Le 7 avril, au Musée d'histoire et de régionologie d'Irpin s'est ouvert l'exposition «Le Monde préservé dans le tissu» — une collection de vêtements traditionnels populaires et de serviettes du Polessie de la fin du XIXe — début du XXe siècle. Elle a été rassemblée par le collectionneur Igor Perevertnyuk. L'entrée est gratuite.
On aurait pu croire qu'il s'agissait d'un énième événement régional à l'occasion de l'anniversaire de Tchernobyl. Mais il y a un détail qui change la perspective : la plupart des objets présentés proviennent d'une région qui n'existe plus physiquement comme espace culturel vivant.
Le Polessie avant et après
Avant 1986, le Polessie de Kiev était l'un des coins les plus archaïques de l'Ukraine — des marais, des forêts, des églises en bois, des traditions mélangées de paganisme et de christianisme. Comme le note Ukrainska Pravda, c'était «une région archaïque où la propagande agit soviétique s'est avérée impuissante face à la croyance aux esprits domestiques, aux esprits des forêts et aux sirènes». La catastrophe de 1986 a fait ce que le pouvoir soviétique n'avait pu accomplir en décennies : elle a dépeuplé les colonies et a rompu le fil vivant de la transmission culturelle.
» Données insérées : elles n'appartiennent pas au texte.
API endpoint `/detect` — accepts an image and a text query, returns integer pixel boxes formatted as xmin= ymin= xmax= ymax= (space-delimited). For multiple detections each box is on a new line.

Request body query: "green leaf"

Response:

Des centaines de villages ont été évacués de la zone d'exclusion. Certains, comme Polissé — l'ancien centre du district — ont complètement disparu de la carte. Selon l'UNIAN, le niveau de radiation dans l'air y a dépassé la norme de 100 fois seulement deux semaines après l'accident. Certains habitants sont revenus d'eux-mêmes — c'est ainsi qu'ont émergé les autopeupleurs : des gens dont l'attachement à la terre s'est avéré plus fort que la peur et les interdictions.
Ce qu'il y a dans l'exposition
L'exposition comprend plusieurs sections :
- vêtements authentiques et serviettes du Polessie de la fin du XIXe — début du XXe siècle provenant de la collection de Perevertnyuk ;
- une section consacrée aux liquidateurs de l'accident de Tchernobyl ;
- un récit sur les villages abandonnés de la zone d'exclusion et les autopeupleurs qui sont retournés chez eux ;
- la documentation des temples en bois uniques du Polessie de Kiev.
Dans la tradition du Polessie, la serviette n'est pas une décoration. C'est un objet sacré : on en revêtait les nouveau-nés, on en faisait cadeau aux voyageurs, on en couvrait les morts. Préserver une serviette signifiait préserver la mémoire d'une personne spécifique et d'un lieu spécifique. C'est pourquoi le titre de l'exposition fonctionne au sens littéral.
«Le Polessie est l'une des plus anciennes régions culturelles d'Ukraine. Mais la tragédie de 1986 a changé à jamais la vie, les traditions et le monde spirituel de ses habitants».
Extrait de la description de l'exposition «Le Monde préservé dans le tissu»
Irpin — ce n'est pas par hasard
La ville a été choisie non seulement pour sa situation géographique. Irpin elle-même a connu une évacuation massive et la destruction — en 2022. L'exposition sur des gens forcés d'abandonner leurs maisons à cause d'une catastrophe s'ouvre dans une ville qui sait ce que signifie revenir à un quartier brûlé et ne trouver rien de son passé. Les organisateurs n'articulent pas directement ce contexte — mais il est présent dans la salle.
Si les églises en bois du Polessie, documentées à l'exposition, se dressent toujours dans la zone d'exclusion, la question est pratique : existe-t-il un plan pour leur conservation ou leur évacuation avant qu'elles ne soient complètement détruites par le manque d'entretien?